Krispos watched and cursed and slammed a fist against his thigh as Harvas' northerners overwhelmed his men one by one.
Harvas raised his arms and pointed again. More boulders sprang from their proper places and crashed down on the Videssian army's van.
"Make them stop!" Krispos screamed to Trokoundos.
"I wish I could." The wizard's face was haggard, his eyes wild. "He shouldn't be able to do this. The stress, the excitement of combat weaken magic's grip, even if the sorceries are readied in advance. I've tried counterspells—they go awry, as they should."
"What can we do, then?"
"Majesty, I have not the power to stand against Harvas, not even with my colleagues here." Trokoundos sounded as if admitting that cost him physical pain. "Perhaps with more mages, masters from the Sorcerers' Collegium, he may yet be defeated."
"But not now," Krispos said.
"No, Majesty, not now. He screened his encamped army so I could not detect it, he works battle magic so strong and unexpected that it almost broke me when he unleashed it ... Majesty, a good many years have passed since I owned myself daunted by any sorcerer, but today Harvas daunts me."
Ahead at the barricade, almost all the Videssians were down. They and the crushed soldiers behind them blocked the army's way forward. Krispos' glance slid to the slopes of the pass. Who could guess how many more boulders needed only Harvas' sorcerous command to smash into the imperials, or what other magics Harvas had waiting?
"We retreat," Krispos said, tasting gall.
"Good for you, your Majesty," Mammianos said. Startled, Krispos turned in the saddle to stare at him. "Good for you," the fat general repeated. "Knowing when to cut your losses is a big part of this business.

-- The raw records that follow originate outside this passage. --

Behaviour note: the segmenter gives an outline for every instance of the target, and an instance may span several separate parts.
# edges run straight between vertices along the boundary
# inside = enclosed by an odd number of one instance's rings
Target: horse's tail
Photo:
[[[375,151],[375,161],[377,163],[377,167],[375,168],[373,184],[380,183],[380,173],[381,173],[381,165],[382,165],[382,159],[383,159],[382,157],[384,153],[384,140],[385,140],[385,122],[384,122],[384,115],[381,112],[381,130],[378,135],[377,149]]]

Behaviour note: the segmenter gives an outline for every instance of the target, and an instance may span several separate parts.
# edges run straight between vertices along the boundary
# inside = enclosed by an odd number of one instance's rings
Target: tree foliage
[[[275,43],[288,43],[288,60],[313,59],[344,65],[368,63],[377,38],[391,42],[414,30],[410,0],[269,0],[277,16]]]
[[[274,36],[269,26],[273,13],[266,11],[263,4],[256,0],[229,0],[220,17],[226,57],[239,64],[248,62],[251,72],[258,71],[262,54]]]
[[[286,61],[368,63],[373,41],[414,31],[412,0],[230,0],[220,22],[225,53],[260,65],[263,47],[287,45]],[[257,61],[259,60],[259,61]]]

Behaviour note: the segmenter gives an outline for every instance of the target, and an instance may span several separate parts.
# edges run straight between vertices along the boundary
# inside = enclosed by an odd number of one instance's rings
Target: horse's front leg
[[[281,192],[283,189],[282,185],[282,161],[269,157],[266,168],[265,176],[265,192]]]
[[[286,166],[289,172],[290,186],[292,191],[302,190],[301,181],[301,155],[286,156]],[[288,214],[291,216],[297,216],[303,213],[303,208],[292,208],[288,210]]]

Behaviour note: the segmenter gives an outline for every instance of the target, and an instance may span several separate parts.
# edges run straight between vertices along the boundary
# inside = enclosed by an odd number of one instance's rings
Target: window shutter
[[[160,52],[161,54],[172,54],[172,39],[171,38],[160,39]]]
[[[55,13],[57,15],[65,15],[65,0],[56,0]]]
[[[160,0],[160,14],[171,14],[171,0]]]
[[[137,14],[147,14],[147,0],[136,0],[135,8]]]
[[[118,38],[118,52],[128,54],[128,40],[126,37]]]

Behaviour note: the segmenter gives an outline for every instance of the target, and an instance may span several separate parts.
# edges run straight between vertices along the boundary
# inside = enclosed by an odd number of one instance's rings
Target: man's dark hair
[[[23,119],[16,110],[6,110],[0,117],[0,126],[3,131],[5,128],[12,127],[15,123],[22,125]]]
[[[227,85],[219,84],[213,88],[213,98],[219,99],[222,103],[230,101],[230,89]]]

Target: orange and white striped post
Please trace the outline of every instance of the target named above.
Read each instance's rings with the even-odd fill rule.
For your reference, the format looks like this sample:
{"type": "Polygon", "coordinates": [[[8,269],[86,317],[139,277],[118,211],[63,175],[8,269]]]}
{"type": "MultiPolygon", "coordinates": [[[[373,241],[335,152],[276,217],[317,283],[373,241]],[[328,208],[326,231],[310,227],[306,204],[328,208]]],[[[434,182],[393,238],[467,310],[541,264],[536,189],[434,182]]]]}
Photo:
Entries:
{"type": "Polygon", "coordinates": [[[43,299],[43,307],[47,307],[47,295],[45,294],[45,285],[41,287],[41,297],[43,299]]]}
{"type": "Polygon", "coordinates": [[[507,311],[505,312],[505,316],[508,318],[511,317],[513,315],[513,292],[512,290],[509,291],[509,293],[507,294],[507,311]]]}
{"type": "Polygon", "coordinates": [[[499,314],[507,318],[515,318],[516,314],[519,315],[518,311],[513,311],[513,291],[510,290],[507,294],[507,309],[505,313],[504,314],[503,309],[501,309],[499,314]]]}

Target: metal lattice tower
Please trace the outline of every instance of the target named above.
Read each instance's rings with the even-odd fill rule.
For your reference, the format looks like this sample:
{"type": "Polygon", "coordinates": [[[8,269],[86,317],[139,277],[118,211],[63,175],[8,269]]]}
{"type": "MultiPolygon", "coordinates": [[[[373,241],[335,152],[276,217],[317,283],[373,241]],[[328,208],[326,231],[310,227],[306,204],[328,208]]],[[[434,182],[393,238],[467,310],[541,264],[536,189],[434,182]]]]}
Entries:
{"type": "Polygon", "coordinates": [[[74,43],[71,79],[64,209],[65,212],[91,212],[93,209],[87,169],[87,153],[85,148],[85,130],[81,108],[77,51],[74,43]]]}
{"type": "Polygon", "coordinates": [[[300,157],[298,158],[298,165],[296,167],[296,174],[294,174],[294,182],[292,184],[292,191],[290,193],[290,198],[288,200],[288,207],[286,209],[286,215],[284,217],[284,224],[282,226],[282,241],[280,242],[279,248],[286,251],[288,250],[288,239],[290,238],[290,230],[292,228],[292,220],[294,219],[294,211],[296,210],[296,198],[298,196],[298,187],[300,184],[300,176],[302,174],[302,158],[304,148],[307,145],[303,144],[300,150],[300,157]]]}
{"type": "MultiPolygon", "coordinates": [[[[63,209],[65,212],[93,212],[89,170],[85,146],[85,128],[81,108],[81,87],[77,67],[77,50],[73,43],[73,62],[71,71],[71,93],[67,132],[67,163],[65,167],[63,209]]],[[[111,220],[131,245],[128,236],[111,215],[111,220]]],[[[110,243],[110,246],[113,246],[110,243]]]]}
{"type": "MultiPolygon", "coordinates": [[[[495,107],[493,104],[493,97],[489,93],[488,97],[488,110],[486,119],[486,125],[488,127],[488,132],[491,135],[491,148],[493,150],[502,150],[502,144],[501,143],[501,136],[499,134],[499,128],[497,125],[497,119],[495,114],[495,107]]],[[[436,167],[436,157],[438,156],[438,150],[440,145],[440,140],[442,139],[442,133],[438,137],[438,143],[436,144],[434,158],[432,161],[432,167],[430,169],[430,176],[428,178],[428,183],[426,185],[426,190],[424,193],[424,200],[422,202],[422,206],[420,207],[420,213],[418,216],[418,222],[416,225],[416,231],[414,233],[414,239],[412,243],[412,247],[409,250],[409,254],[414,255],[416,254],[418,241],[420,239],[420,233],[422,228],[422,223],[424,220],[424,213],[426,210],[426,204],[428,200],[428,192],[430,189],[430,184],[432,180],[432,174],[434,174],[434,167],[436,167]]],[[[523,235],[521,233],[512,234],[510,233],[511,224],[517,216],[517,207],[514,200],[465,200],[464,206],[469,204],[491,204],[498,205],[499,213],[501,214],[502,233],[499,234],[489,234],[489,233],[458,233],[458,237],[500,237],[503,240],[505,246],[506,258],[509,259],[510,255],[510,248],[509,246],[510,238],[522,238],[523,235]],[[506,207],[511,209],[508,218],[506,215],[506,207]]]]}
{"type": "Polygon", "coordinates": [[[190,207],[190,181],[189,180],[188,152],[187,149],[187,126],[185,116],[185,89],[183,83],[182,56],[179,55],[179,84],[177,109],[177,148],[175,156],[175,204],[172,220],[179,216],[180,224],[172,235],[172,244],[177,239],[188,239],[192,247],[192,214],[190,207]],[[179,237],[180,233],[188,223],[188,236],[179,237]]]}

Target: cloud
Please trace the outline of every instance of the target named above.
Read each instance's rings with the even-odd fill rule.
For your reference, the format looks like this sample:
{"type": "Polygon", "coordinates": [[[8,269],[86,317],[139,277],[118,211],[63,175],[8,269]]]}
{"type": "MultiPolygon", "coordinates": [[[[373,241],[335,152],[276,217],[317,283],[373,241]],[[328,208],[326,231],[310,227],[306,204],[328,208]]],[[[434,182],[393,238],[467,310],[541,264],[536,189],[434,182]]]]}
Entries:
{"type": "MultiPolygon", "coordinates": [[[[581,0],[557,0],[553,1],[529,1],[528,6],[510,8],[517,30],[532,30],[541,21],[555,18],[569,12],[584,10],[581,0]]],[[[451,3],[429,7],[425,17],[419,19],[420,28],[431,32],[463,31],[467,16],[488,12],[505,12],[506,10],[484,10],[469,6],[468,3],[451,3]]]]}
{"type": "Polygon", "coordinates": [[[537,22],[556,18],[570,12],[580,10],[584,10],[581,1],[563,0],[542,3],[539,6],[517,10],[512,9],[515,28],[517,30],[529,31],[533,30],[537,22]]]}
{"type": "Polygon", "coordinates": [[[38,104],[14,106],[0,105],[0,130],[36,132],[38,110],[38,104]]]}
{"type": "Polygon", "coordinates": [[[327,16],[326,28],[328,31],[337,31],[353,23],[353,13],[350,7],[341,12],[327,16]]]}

I feared you'd order us to press on regardless, and turn a defeat into a disaster."
"It's already a disaster," Krispos said.
Even as the call to retreat rang mournfully through the pass, Mammianos shook his head. "No, Majesty. We're still in decent order, there's no panic, and the men will be ready to fight another day—well, maybe another season. But if that he-witch ahead does much more to us, they'll turn tail every time they see his ruffians, whether he's with 'em or not."
Cold comfort, but better—a bit better—than none. Krispos' own Halogai closed around him as rearguard while the army withdrew from the pass. If the northerners wanted to slay him and go over to their countrymen, they would never have a better chance. The imperial guardsmen looked back only to shake fists at Videssos' foes.